The Sadie Thompson Inn is a historic building in Malaloa, one of the constituent villages of Pago Pago in American Samoa. The building is noted as the guest house where from mid-December 1916 author W. Somerset Maugham resided for six weeks during an extended trip through the South Sea Islands. He described it as a "dilapidated lodging house with a corrugated tin roof" and complained that he contracted "a stubborn rash, no doubt fungus" while at the hotel, and of the weeks it took to cure it.

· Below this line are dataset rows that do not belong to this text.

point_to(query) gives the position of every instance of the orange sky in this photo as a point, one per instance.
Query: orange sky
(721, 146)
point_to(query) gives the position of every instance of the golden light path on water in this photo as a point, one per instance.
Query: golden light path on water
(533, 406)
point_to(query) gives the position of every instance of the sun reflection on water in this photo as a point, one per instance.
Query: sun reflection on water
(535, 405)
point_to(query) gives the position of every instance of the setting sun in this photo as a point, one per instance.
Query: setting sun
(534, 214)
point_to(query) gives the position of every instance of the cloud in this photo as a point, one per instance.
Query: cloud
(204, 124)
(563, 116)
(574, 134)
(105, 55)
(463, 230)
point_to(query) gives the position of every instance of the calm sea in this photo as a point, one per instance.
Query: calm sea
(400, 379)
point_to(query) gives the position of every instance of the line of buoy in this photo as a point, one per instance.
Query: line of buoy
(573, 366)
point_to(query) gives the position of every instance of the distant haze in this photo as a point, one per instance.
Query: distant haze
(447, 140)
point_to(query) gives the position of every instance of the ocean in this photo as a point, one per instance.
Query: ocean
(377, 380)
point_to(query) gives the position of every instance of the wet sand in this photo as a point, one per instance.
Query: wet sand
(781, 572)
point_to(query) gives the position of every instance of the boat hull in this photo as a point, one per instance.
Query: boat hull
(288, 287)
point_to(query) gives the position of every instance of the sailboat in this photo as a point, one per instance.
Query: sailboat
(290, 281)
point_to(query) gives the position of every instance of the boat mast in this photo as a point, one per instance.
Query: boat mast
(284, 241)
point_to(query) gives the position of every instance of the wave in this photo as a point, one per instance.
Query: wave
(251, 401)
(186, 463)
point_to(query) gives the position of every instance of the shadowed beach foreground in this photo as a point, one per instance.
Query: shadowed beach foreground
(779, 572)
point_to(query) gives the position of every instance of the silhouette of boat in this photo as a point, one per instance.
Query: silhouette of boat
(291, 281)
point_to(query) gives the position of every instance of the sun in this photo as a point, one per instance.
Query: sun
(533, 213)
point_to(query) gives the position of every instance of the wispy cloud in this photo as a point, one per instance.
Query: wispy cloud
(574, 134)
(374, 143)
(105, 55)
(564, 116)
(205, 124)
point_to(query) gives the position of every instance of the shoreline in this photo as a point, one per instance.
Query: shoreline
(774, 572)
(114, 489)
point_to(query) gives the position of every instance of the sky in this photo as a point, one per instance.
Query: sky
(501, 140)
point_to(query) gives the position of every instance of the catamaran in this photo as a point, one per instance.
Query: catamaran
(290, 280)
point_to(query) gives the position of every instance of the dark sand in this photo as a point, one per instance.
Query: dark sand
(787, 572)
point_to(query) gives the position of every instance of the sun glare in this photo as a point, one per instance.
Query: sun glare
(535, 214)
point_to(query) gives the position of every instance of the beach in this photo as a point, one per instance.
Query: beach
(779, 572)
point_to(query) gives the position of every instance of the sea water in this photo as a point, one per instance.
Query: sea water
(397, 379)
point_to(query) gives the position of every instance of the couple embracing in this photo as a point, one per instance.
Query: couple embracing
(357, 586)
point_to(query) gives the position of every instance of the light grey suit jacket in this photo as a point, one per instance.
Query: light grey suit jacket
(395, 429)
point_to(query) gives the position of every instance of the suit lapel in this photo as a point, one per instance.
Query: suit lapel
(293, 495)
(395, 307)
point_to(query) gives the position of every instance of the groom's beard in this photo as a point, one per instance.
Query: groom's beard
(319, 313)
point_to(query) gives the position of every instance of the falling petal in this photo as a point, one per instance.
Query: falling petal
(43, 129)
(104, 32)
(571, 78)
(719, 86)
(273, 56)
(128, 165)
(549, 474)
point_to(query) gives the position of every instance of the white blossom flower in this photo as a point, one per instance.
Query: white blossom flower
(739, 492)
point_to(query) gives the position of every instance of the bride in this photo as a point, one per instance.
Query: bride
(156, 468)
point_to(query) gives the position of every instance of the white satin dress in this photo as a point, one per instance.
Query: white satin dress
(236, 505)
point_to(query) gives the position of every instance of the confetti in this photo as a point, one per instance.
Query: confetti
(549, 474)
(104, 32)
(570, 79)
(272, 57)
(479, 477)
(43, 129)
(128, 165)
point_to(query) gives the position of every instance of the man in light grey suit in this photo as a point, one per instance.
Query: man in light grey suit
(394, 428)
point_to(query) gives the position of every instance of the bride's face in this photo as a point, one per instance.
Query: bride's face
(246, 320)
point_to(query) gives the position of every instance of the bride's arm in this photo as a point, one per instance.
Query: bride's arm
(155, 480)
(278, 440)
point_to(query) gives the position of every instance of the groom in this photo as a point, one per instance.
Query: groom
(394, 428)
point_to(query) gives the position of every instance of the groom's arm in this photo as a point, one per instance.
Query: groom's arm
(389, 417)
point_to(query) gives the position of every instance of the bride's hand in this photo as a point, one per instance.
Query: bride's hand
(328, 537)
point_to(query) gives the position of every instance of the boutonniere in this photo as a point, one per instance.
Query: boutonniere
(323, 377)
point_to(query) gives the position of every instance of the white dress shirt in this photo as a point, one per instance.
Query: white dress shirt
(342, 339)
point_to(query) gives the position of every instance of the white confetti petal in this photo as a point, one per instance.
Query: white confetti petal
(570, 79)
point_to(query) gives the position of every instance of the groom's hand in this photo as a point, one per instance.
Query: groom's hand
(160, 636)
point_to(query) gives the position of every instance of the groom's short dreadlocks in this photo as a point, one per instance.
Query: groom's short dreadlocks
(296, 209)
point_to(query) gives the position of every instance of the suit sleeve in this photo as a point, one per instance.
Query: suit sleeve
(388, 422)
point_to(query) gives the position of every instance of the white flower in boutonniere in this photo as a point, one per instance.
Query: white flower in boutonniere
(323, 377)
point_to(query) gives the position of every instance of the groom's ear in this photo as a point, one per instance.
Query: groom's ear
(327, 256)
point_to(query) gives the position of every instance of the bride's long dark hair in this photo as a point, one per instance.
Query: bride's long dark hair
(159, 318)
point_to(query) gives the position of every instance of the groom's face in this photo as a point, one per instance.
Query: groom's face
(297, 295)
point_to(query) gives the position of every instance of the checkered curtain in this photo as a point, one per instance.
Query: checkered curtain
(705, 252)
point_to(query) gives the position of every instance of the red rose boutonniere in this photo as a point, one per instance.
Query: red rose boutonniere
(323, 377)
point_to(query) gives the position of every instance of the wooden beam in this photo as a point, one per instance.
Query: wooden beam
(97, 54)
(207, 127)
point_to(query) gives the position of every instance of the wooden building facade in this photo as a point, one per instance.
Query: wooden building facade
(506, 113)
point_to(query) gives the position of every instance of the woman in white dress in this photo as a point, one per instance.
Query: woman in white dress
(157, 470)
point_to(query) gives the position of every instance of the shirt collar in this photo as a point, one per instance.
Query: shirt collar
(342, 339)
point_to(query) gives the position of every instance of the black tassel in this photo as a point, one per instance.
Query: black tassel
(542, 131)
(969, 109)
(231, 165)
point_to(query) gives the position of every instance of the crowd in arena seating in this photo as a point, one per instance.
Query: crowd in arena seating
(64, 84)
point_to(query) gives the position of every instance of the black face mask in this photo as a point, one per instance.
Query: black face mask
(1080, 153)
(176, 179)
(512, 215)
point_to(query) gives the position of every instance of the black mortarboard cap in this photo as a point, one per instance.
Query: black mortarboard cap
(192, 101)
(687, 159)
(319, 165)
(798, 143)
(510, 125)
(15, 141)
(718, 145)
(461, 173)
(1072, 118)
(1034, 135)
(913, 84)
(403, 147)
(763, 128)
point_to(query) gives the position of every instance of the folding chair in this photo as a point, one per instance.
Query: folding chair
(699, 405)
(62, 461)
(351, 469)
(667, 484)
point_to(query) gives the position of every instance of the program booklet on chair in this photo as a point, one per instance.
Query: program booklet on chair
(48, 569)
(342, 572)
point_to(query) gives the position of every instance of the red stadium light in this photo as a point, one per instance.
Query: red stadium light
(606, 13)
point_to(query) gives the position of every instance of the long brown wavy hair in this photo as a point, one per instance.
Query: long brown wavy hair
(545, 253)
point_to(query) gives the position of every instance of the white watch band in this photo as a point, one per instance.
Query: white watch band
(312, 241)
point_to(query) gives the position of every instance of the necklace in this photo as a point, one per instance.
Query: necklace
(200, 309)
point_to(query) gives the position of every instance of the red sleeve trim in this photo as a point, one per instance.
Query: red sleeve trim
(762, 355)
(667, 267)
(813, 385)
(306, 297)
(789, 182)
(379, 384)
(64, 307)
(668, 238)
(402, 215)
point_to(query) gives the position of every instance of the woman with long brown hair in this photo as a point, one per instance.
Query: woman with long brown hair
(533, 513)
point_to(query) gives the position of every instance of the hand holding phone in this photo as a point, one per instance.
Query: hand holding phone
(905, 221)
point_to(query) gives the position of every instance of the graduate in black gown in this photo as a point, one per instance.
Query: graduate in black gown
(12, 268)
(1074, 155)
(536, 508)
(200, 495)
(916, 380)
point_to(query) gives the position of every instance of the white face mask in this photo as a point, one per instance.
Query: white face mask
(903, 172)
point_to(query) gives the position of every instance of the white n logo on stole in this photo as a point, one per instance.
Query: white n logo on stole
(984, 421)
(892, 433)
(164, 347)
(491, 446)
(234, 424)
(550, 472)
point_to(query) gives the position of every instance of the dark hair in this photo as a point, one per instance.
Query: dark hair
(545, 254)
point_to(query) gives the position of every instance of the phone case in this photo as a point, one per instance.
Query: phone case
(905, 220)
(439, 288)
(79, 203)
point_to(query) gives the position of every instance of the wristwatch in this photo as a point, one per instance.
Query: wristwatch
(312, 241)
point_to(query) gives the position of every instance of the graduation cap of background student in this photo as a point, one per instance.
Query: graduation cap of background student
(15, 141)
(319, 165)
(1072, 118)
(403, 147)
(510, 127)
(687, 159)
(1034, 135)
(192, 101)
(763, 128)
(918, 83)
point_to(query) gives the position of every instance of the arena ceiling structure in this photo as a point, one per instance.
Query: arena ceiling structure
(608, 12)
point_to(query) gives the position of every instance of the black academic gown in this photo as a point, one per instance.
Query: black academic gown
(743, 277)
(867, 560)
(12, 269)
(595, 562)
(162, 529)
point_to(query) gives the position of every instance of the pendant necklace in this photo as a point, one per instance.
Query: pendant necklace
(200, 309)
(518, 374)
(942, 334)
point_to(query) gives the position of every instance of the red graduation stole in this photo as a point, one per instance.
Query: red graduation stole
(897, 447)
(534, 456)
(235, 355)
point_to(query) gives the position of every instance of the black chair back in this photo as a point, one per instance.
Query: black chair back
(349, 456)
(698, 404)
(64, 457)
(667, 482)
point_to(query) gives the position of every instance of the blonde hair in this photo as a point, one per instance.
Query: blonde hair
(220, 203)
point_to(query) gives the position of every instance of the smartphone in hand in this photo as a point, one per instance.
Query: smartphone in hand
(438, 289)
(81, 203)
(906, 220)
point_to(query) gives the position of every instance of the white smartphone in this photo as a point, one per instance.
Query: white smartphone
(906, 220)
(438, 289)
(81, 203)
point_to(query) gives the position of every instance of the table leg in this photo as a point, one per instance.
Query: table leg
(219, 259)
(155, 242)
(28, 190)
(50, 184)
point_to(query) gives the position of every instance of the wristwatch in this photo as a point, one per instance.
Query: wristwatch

The building was subsequently the setting of his short story "Rain", published in 1921, which depicted a psychological battle of wits between a wayward, on-the-run prostitute, Sadie Thompson, and a conservative, self-righteous missionary. Although conclusive evidence is lacking, Maugham was apparently in residence at the lodging house with a real person named Sadie Thompson, who reportedly had been driven from a red-light district in Honolulu.

Considered one of Maugham's more noteworthy works, the story was later adapted to the stage and brought to the screen three times. The first film was the 1928 silent Sadie Thompson, starring Gloria Swanson as the titular character and Lionel Barrymore as Alfred Davidson, the missionary. Just four years later, in 1932, it was filmed again as Rain, with Joan Crawford as Sadie and Walter Huston, the missionary. And in 1953, Miss Sadie Thompson was released in Technicolor, featuring Rita Hayworth and José Ferrer.

1932 film

The building was listed on the National Register of Historic Places in 2003 as the Sadie Thompson Building. Previously, it had been known as the Meredith Building, the Haleck Building, and as simply Boarding House. At the time of its NRHP listing, the structure was being utilized as a department store on the first floor and a restaurant on its second. It is currently used as a hotel and restaurant.

The Sadie Thompson Inn is historically significant for its association with Somerset Maugham during the waning years of the British Empire in the South Sea Islands. Maugham stayed at the lodging house from December 16, 1916, to January 30, 1917.